Dipping into these time-worn records of the Middle Ages, with their embrowned, scarce legible type and their antiquated phraseology, one comes at last to realise how very little the old bee-masters actually understood of the true ways of the honey-bee, or, indeed, of any real essential in bee-craft. And yet the production of honey and wax must have been an industry very largely developed in those days. Somehow or other, in spite of archaic theories and useless interference in the work of their hives, these people must have contrived to supply a market of whose magnitude we can nowadays form little conception. The trade in wax alone must have been a very large one, for, except in the poorest tenements, this formed the only available source of artificial light. And honey was in much more universal demand than it is now, because cane-sugar could hardly have developed into a serious rival as a sweetening agent among the masses at a time when it stood, perhaps, at two shillings a pound.

But in speculations of this kind, it must be borne in mind that, although the men who wrote about bees displayed so picturesque an ignorance in all matters appertaining to their charges, these formed a very small minority among the bee-keepers as a whole.

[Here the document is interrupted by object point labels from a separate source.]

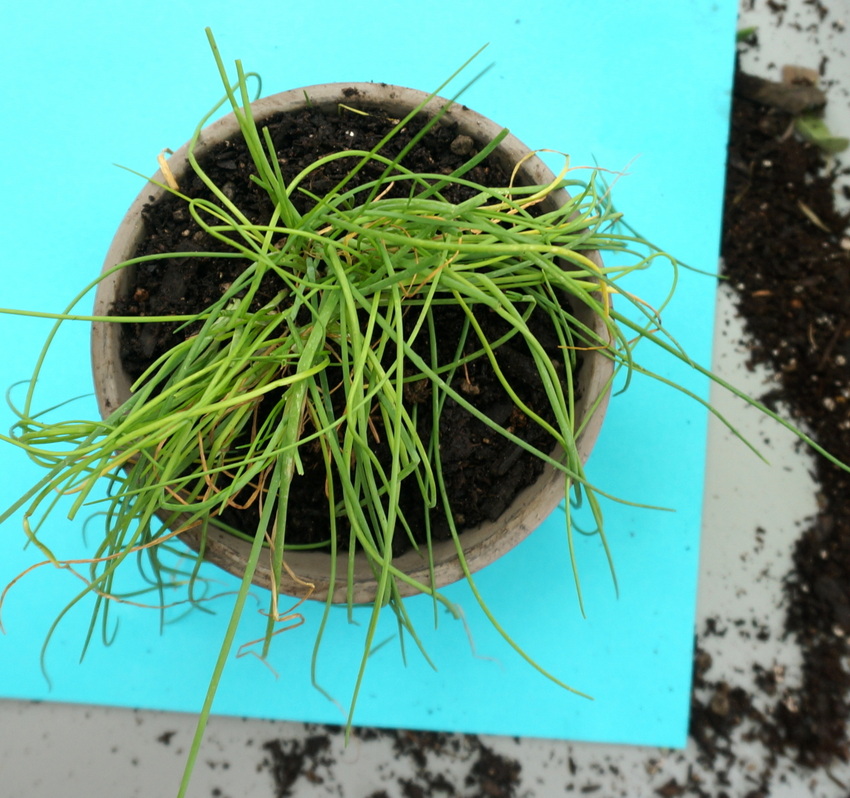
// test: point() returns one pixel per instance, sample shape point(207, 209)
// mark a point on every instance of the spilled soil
point(483, 471)
point(787, 255)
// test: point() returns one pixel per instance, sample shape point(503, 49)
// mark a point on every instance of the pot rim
point(482, 544)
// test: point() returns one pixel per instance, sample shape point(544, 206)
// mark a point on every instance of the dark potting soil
point(483, 470)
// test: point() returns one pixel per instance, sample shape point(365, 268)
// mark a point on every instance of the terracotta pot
point(483, 544)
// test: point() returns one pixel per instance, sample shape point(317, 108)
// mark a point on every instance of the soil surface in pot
point(484, 471)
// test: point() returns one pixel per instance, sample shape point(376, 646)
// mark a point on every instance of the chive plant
point(359, 278)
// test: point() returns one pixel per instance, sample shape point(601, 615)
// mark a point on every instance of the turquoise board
point(640, 87)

Probably the bulk of the supply in honey and wax came from bee-gardens, whose owners neither knew nor cared anything about books, and were concerned only in the practical side of the work, where their knowledge, hereditary for the most part, amply sufficed for the part they played in it.

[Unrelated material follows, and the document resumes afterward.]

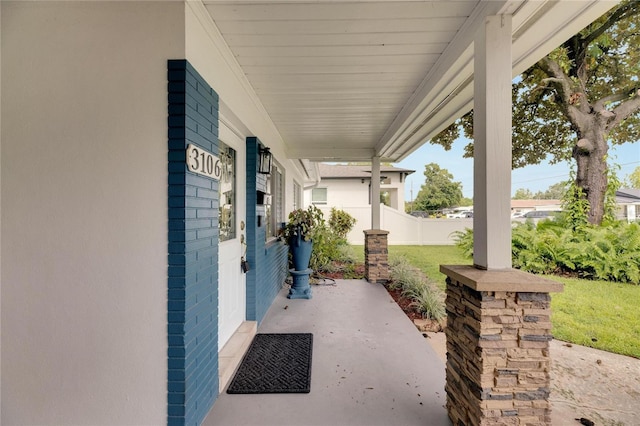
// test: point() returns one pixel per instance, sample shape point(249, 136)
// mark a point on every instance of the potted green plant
point(298, 234)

Moreover, it is only in latter-day, scientific apiculture that the work of the bee-master counts to any great extent. Nowadays, under the light of twentieth-century knowledge, this is competent to bring about the doubling, and even trebling, of the honey-harvest possible under the ancient methods. But the old skeppists did, and could do, little more than look on at the work of their bees, and here and there put a scarce availing hand to it. Nearly all the credit for the results achieved in those days must be given to the bees themselves, who, untold ages before, had brought to finite perfection their remarkable systems and policies. In all likelihood the bee-masters, the practical men who owned the hives, had much the same shrewd faculty of leaving things alone in far-off times as we observe among the skeppists of the last generation. In many ways, what they did at last come to do they did ill, notably in the apparently insane practice of destroying the bees to obtain the honey. But even this was not so foolish a procedure as it appears to-day. It was a plain matter of business, according to the lights of the time. Their process was to condemn to the sulphur-pit all the lightest and the heaviest of their stocks. Experience taught them that the weak colonies stood little chance of getting through the winter unless they were artificially fed; while if the bees of the large colonies were preserved, after being robbed of their stores, they would need the same provision. It was a matter of arithmetic. Artificial feeding was then a much more costly affair than it is to-day, and the reckoning came out well on the side of slaughter. The worst part of the business, so far as modern scientific bee-breeders are concerned, is that the old system of destruction tended to preserve only those strains of bees who were inveterate swarmers; while the steady, industrious stay-at-homes, who accumulated the largest stores of honey, were invariably exterminated. This is a fateful legacy to have passed on, when we consider that one of the chief aims of modern bee-science is to abolish swarming altogether. The swarming habit is one of the greatest obstacles in the way of a large honey yield, and until a race of non-swarming bees has been evolved by modern breeders there will always be this element of uncertainty in the honey harvest.

Latter-day beemen, therefore, join the chorus of disapproval of this old, senseless custom of bee-burning, rather because it has given them the task of undoing the work of ages before any progress is possible, than from the generally accepted humanitarian reasons.